What Verizon Doesn't Want You to Know About Their Internet Service

So you know from my last post about the troubles I've been having with Verizon internet for months. For months, I have dealt with the internet in my house dropping throughout each day. Inconvenient and not ok since I work from home part of the time. My husband and I have spent hours and hours troubleshooting the issue, on the phone, waiting for service calls, setting up a new router, corresponding with Verizon. So imagine my dismay when the Verizon service tech who visited my house this morning told me this:
"I'll be honest with you--Verizon knows what's causing these intermittent service interruptions but they don't want to fix it until enough people complain. It's not your equipment, it's a "pawn card" (not sure if that's spelled right--I didn't ask the guy to spell it) that Verizon needs to replace in their equipment but they don't want to do it until enough people complain.
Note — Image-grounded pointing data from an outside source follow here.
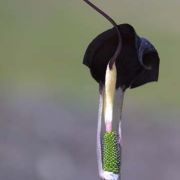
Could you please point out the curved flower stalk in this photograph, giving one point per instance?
(118, 59)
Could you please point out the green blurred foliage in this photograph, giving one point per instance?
(42, 45)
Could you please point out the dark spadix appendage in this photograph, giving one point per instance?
(137, 63)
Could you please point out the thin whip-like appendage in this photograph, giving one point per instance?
(99, 127)
(118, 50)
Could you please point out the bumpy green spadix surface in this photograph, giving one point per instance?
(111, 153)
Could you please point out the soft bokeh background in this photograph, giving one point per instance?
(48, 101)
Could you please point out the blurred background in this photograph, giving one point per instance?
(48, 100)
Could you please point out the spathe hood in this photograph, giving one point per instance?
(137, 63)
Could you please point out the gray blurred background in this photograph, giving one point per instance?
(48, 101)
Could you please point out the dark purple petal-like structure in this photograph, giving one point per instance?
(137, 63)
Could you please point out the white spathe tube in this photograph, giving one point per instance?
(110, 87)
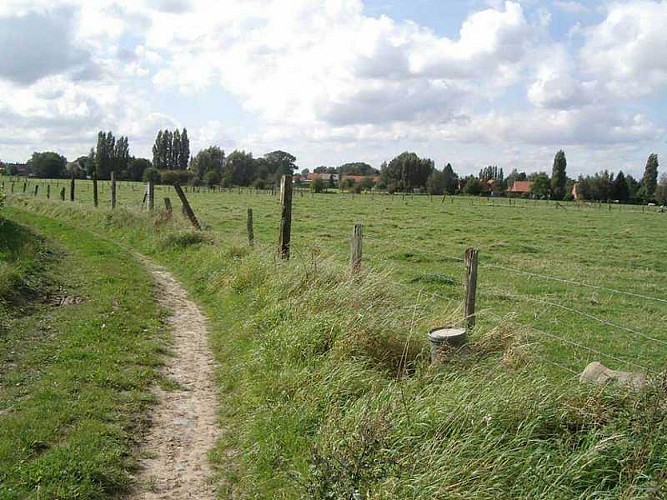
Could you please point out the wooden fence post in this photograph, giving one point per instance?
(95, 194)
(285, 215)
(356, 243)
(470, 261)
(113, 189)
(186, 206)
(251, 231)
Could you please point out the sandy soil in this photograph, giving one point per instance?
(184, 422)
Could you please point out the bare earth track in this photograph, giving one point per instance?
(184, 422)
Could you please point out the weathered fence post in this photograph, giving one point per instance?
(285, 215)
(356, 248)
(95, 194)
(186, 206)
(113, 189)
(470, 261)
(251, 231)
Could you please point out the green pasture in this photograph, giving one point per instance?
(419, 241)
(326, 389)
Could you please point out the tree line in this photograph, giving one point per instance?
(406, 172)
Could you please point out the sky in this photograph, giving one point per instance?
(466, 82)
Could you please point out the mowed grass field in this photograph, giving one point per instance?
(326, 389)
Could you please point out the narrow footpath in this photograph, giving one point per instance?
(183, 426)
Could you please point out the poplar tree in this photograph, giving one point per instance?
(558, 176)
(650, 179)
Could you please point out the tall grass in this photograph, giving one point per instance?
(327, 390)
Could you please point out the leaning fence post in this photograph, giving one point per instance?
(356, 248)
(95, 193)
(113, 189)
(285, 215)
(251, 231)
(186, 206)
(470, 261)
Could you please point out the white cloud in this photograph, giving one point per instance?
(324, 78)
(626, 51)
(571, 6)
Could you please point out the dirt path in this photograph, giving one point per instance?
(184, 423)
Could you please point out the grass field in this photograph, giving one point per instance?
(325, 377)
(80, 343)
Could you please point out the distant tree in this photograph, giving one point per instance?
(317, 185)
(171, 150)
(151, 174)
(136, 168)
(451, 179)
(407, 171)
(121, 155)
(212, 178)
(472, 185)
(211, 158)
(541, 185)
(620, 189)
(650, 179)
(515, 176)
(357, 168)
(239, 169)
(184, 156)
(661, 190)
(47, 165)
(347, 183)
(183, 177)
(558, 176)
(436, 183)
(324, 170)
(633, 189)
(111, 155)
(279, 163)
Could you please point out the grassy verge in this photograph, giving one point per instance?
(327, 391)
(79, 347)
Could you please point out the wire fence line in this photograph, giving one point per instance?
(581, 313)
(572, 343)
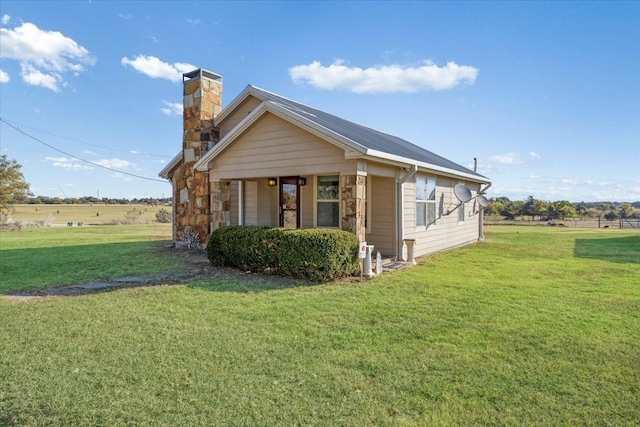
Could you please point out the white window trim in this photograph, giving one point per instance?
(315, 201)
(426, 202)
(368, 204)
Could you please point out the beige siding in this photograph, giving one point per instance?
(273, 147)
(250, 203)
(242, 111)
(447, 232)
(382, 218)
(233, 203)
(306, 204)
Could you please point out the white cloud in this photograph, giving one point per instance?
(386, 78)
(172, 109)
(507, 159)
(115, 163)
(571, 181)
(155, 68)
(44, 56)
(68, 163)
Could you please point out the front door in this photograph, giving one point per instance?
(289, 202)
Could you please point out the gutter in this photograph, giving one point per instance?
(400, 209)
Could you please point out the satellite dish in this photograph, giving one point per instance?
(462, 192)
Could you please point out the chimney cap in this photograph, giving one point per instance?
(200, 73)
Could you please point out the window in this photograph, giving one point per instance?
(425, 201)
(328, 201)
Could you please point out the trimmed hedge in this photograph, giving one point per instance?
(312, 254)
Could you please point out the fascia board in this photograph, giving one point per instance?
(340, 141)
(380, 155)
(202, 164)
(164, 173)
(233, 105)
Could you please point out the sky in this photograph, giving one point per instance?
(545, 95)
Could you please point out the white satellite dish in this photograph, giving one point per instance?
(462, 192)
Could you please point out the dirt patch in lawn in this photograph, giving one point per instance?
(197, 268)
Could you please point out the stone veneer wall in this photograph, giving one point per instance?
(202, 99)
(354, 204)
(220, 204)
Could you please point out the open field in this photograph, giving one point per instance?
(535, 326)
(96, 214)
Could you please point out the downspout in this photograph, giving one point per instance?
(240, 202)
(400, 209)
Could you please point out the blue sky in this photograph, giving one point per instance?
(546, 95)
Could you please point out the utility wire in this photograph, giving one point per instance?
(76, 157)
(83, 142)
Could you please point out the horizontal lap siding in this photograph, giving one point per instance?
(250, 203)
(234, 190)
(238, 115)
(447, 232)
(273, 147)
(382, 214)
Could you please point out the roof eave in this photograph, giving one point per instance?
(164, 173)
(396, 160)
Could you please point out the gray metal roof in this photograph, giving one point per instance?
(362, 135)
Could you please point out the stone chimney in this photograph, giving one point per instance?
(202, 99)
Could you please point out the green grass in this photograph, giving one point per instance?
(37, 258)
(535, 326)
(96, 214)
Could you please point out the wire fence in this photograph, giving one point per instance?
(629, 223)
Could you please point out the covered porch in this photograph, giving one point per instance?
(361, 204)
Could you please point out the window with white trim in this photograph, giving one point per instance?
(328, 201)
(425, 201)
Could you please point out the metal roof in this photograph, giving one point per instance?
(362, 135)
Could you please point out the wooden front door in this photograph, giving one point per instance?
(289, 202)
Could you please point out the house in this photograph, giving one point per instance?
(267, 160)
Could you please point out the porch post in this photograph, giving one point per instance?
(220, 204)
(354, 202)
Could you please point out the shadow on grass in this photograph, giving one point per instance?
(38, 268)
(232, 280)
(614, 249)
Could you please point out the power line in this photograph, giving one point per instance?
(82, 142)
(76, 157)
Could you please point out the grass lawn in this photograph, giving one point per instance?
(95, 214)
(37, 258)
(535, 326)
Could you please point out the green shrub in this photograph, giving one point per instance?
(312, 254)
(163, 216)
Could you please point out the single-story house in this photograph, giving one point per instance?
(268, 160)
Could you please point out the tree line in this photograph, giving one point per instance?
(45, 200)
(532, 208)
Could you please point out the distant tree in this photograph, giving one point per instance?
(563, 209)
(513, 209)
(627, 210)
(13, 187)
(611, 215)
(581, 208)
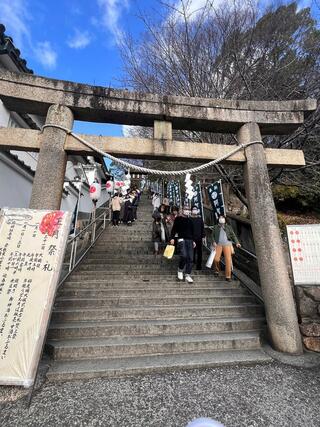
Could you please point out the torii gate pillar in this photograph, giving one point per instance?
(275, 284)
(49, 178)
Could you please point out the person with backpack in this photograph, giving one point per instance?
(223, 237)
(199, 235)
(183, 230)
(159, 232)
(116, 207)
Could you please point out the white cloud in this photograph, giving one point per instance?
(112, 11)
(16, 18)
(79, 40)
(45, 54)
(14, 15)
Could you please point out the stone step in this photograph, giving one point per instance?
(105, 347)
(65, 314)
(152, 327)
(128, 366)
(153, 300)
(128, 269)
(169, 287)
(159, 293)
(88, 270)
(135, 278)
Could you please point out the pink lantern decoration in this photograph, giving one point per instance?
(95, 191)
(119, 184)
(109, 186)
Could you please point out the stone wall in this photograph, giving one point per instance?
(308, 305)
(307, 298)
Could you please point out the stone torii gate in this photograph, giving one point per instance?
(62, 102)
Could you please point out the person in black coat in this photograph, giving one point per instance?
(184, 230)
(199, 235)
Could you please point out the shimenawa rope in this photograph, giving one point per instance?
(144, 170)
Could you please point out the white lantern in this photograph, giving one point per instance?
(118, 184)
(95, 191)
(109, 186)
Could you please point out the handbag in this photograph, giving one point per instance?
(211, 258)
(169, 251)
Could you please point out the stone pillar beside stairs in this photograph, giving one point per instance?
(49, 178)
(275, 283)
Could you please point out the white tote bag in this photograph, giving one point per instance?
(211, 258)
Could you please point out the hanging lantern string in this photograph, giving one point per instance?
(144, 170)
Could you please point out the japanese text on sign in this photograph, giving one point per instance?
(32, 245)
(304, 246)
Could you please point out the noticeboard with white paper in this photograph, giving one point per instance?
(304, 247)
(32, 247)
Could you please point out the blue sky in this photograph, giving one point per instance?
(77, 39)
(74, 40)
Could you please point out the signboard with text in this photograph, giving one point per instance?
(304, 247)
(32, 247)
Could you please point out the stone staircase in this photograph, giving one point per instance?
(123, 312)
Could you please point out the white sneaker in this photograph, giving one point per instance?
(189, 278)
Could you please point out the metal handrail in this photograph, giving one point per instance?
(87, 226)
(74, 262)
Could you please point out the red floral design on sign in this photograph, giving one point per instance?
(51, 222)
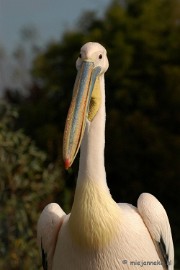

So I can look at your wires and pretend to fix something, but the reality is that there's nothing I can do or fix--your internet won't work right until Verizon replaces the [pawn card] in their equipment. I go on these service calls every day, knowing full well what the problem is and that Verizon needs to fix it, and pretending to fix something when in reality the truth is that there's nothing wrong other than that Verizon needs to replace that card. So nothing I can do will make any difference."
Then he got in his truck and drove away. Didn't so much look at one thing at my house. Not for one second.

Are you kidding me Verizon? I've spent hours and hours of my time dealing with this in one way or another for months and months, including 35 minutes on the phone the other day troubleshooting my router, and reserving a four hour chunk of my day today for a service call, and this is what I get? A personal messenger from Verizon telling me that Verizon knows their service doesn't work right and doesn't care? That Verizon knows that people working from home are losing productivity and wasting time troubleshooting something that's in their power to fix, but they're not going to fix it until they're good and ready?

That is unacceptable. Verizon is spending all this money marketing a service that they know doesn't work right but they're willing to gamble on wasting customer's time until they decide it's enough of an issue that they need to actually fix it? They're making me--a paying customer--and thousands more just like me--spend their time on this crap when they already know what's broken, but they're just not ready yet to fix it? And instead they're fine having people like me reserve a four-hour chunk of my day to have a tech come to my house, tell me this, and drive away?

I'm seriously at a loss here. And Comcast's service better have improved, because I have no other choice than to switch to Comcast now!

UPDATE: apparently this is a known issue and something that's happening with many Verizon customers, based on the number of posts about it on Verizon's forums.